![]() |
Scalability is ... There are a number of potential limitations regarding the scalability of MTECS. Each will be described in detail. Many of the limitations described here do not affect the typical web site. This information is provided for our more demanding users.
Contrary to popular belief, many CGI scripts are not processor intensive, but merely output fragments of pre-defined text. For example, forms and tables can be created from fragments of HTML stored in the program itself and style can be taken from a small number of files. None of this requires much processing power, but is dependant on bandwidth from media to processor and processor to network. The useful information is slotted between the template output. This forms the minority of the data but may require the majority of the processing power. It dependant entirely on the task at hand.
MTECS Tier 2 [the shopping basket] requires a catalogue file. This is held as a flat "database" table without indexes. (While this appears perfectly acceptable to the lay person, this should immediately alarm any database expert.) Processing the output of the shopping basket requires that a shopping basket be "joined" with the catalogue, so that the current price for each item can be found. This requires one table to be scanned for each item listed in the other.
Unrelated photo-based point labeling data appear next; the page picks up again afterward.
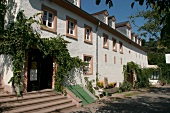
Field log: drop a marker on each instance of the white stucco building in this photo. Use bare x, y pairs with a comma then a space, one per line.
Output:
97, 39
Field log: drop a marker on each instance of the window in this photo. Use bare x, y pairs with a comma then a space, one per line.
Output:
105, 41
88, 69
114, 45
128, 31
114, 60
75, 2
71, 27
87, 34
49, 19
155, 75
121, 47
113, 24
105, 57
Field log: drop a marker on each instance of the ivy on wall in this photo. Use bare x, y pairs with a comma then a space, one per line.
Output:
20, 37
143, 74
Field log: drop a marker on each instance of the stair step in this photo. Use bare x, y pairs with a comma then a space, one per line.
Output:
40, 106
28, 93
26, 97
55, 108
34, 101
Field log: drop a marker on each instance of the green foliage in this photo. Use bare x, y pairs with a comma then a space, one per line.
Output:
143, 74
109, 2
20, 37
3, 8
126, 86
89, 85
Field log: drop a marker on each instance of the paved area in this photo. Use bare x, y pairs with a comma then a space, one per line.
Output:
155, 100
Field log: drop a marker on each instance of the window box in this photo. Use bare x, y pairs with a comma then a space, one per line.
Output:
49, 19
71, 27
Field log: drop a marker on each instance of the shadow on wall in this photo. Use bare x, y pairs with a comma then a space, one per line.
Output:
12, 10
75, 77
5, 62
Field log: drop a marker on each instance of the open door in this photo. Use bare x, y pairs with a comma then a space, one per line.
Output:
39, 71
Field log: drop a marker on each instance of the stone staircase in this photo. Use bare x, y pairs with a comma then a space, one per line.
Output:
1, 88
44, 101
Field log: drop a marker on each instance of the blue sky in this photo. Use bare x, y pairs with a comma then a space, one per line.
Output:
121, 10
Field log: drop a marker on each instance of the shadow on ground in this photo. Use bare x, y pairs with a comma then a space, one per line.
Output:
156, 100
138, 105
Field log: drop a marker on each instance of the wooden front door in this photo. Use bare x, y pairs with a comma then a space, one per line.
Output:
39, 71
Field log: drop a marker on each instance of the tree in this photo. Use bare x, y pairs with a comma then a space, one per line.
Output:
151, 28
3, 8
20, 37
163, 11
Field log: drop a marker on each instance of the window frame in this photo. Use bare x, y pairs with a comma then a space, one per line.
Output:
114, 59
114, 44
105, 58
91, 64
74, 36
107, 42
85, 29
52, 29
120, 47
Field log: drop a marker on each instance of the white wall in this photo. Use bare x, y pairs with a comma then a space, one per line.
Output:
6, 72
78, 47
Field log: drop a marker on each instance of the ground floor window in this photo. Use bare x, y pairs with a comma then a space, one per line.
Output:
88, 69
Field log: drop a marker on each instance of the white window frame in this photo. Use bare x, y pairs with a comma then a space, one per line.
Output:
113, 24
114, 44
71, 28
47, 19
88, 68
120, 47
88, 34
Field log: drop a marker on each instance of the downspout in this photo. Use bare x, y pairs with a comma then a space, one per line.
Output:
97, 52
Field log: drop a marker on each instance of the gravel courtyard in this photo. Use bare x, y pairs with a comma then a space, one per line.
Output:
154, 100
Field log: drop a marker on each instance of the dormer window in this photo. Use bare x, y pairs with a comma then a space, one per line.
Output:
49, 19
113, 25
128, 32
87, 34
102, 16
75, 2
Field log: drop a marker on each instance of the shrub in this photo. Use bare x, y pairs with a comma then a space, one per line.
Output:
111, 85
126, 86
100, 84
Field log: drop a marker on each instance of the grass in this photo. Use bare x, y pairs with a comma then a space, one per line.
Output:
131, 94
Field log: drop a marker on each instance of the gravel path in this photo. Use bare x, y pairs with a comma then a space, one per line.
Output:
155, 100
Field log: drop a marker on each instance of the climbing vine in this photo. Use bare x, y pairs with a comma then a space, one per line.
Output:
20, 37
143, 74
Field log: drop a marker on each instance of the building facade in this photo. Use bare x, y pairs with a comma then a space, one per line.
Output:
97, 39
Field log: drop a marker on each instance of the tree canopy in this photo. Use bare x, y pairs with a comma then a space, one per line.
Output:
160, 13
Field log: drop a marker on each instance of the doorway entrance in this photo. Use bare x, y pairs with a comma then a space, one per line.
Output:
40, 70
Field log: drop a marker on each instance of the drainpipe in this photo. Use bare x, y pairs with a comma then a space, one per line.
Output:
97, 52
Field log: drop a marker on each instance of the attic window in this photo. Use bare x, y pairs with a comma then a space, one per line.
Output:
75, 2
128, 32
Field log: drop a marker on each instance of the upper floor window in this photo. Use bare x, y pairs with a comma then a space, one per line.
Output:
114, 60
71, 27
49, 19
120, 47
75, 2
88, 34
128, 32
105, 57
114, 44
105, 41
113, 24
88, 69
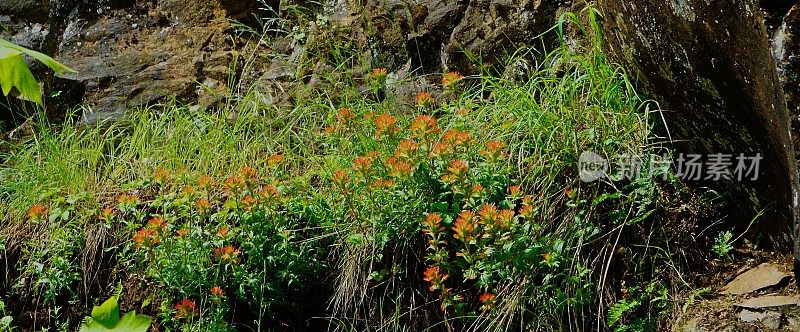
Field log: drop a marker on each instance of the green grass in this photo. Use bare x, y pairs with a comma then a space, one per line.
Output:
566, 102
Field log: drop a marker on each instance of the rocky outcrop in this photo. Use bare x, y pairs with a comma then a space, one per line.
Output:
132, 53
433, 36
710, 67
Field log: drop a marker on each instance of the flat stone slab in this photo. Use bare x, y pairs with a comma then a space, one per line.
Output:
770, 301
769, 319
763, 276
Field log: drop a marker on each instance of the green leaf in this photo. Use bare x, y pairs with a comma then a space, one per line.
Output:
105, 317
132, 322
14, 72
107, 314
56, 66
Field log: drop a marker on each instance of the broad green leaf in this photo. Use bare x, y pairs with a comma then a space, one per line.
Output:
56, 66
14, 72
132, 322
107, 314
105, 318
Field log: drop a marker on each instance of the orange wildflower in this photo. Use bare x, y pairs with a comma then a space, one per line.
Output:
398, 168
505, 218
526, 211
205, 181
340, 178
423, 126
455, 171
385, 124
223, 231
128, 199
344, 115
248, 173
186, 309
488, 300
216, 291
161, 175
488, 213
456, 137
37, 211
432, 223
424, 99
249, 201
274, 160
464, 230
227, 254
202, 205
363, 164
146, 237
434, 276
269, 192
450, 79
233, 183
378, 73
493, 149
406, 149
107, 213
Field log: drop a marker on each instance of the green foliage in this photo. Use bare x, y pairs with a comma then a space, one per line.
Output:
14, 71
723, 244
105, 317
627, 314
5, 320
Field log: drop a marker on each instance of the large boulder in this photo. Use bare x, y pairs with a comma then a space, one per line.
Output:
434, 36
709, 65
132, 53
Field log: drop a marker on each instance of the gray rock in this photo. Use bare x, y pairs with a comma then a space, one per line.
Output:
709, 64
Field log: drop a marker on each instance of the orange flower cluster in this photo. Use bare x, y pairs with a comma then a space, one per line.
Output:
432, 224
406, 150
233, 184
205, 182
385, 124
128, 200
186, 309
456, 172
379, 73
464, 227
37, 211
424, 99
488, 300
274, 160
217, 292
436, 278
340, 178
161, 175
227, 254
151, 234
398, 169
493, 150
202, 205
423, 127
107, 213
450, 79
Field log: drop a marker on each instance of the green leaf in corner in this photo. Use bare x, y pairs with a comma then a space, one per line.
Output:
14, 71
107, 314
132, 322
105, 318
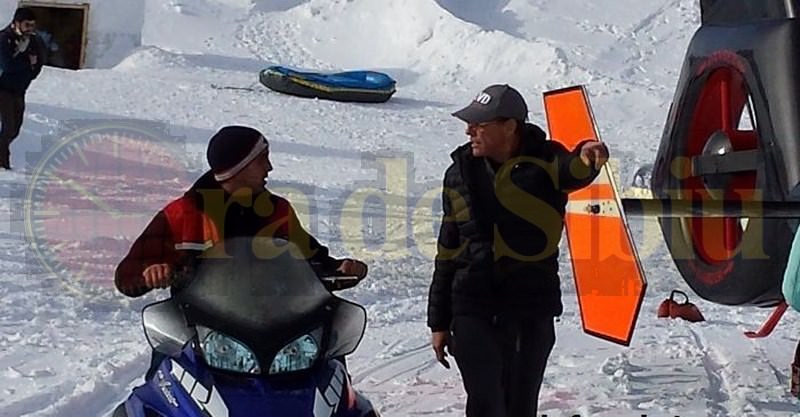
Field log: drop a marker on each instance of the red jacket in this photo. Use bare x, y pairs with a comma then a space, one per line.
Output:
202, 217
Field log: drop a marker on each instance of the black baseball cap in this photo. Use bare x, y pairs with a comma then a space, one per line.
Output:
498, 101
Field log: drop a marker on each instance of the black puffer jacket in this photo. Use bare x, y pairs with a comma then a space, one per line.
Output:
499, 237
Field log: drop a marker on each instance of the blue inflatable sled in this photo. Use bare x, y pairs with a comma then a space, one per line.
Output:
358, 86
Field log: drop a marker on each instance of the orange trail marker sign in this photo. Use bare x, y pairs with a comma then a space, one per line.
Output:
609, 278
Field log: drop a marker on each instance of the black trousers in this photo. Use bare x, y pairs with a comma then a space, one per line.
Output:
12, 110
502, 363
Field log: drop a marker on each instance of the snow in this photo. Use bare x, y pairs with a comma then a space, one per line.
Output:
70, 345
114, 27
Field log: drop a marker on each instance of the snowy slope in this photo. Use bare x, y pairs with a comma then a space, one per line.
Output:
71, 346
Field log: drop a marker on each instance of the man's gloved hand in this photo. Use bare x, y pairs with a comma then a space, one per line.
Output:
353, 267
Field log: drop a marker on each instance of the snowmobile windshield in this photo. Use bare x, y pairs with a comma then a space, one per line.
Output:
263, 293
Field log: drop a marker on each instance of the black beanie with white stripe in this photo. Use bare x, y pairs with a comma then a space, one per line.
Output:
232, 148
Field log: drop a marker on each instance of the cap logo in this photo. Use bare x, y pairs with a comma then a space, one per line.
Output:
483, 98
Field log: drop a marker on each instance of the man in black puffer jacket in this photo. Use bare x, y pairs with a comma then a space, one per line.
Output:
495, 289
21, 59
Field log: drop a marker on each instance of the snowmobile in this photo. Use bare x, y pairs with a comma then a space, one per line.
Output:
255, 331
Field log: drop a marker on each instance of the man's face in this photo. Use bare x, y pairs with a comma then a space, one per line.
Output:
25, 27
489, 139
255, 174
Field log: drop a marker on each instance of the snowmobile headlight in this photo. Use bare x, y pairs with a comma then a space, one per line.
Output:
298, 355
224, 352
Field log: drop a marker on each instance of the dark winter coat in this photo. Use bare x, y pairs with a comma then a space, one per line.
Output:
499, 237
189, 225
17, 71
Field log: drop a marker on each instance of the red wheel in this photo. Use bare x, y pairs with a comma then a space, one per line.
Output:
715, 130
714, 153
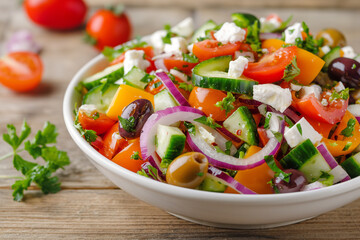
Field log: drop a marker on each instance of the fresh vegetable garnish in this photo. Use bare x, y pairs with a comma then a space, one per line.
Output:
41, 146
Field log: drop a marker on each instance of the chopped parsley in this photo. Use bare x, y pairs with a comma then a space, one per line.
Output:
208, 121
291, 71
348, 131
227, 103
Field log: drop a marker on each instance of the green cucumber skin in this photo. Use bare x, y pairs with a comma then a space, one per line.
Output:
99, 99
201, 77
243, 117
352, 165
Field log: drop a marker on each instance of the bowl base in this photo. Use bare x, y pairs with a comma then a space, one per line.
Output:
238, 226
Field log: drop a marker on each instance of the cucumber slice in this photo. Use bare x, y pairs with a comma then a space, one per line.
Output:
135, 78
100, 98
307, 159
331, 55
212, 185
242, 124
164, 100
212, 73
244, 20
352, 165
170, 142
201, 31
111, 74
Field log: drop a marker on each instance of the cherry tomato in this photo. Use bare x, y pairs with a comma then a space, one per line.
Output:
56, 14
271, 67
107, 28
130, 156
205, 99
98, 122
113, 142
311, 107
21, 71
180, 64
211, 48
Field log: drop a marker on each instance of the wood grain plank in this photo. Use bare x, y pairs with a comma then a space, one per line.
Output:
113, 214
349, 4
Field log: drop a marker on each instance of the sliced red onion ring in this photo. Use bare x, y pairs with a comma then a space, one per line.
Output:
264, 36
340, 175
221, 160
159, 64
172, 88
22, 41
229, 181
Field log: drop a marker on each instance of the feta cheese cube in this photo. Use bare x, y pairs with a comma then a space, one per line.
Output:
177, 47
184, 28
273, 95
294, 137
229, 32
237, 67
312, 89
292, 33
135, 58
348, 52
Obviously, the basket can never have more items than the catalogue and therefore it would be prudent to scan the longest table, the catalogue, only once. The current implementation copies both tables to memory and therefore it does not matter which precedence is taken. The customer may prefer that additional items are appended because the display would be a chronology of items purchased. The customer may prefer that items are always represented in a pre-determined order matching the order of the uploaded catalogue.
The shopping basket currently performs the former, although we may change it to the latter in future implementations. This would also reduce processing power slightly, as will be shown below. The shopping basket program is currently implemented in PERL. Using this language, it is standard practice to read all data into memory. To perform this for a large number of catalogue items requires a large amount of memory. Typically, each field would be held in its own variable; all records forming an array of hashes. Typically, a chunk of memory would be allocated for each piece of data, with further chunks allocated for the "hashes" that contain them.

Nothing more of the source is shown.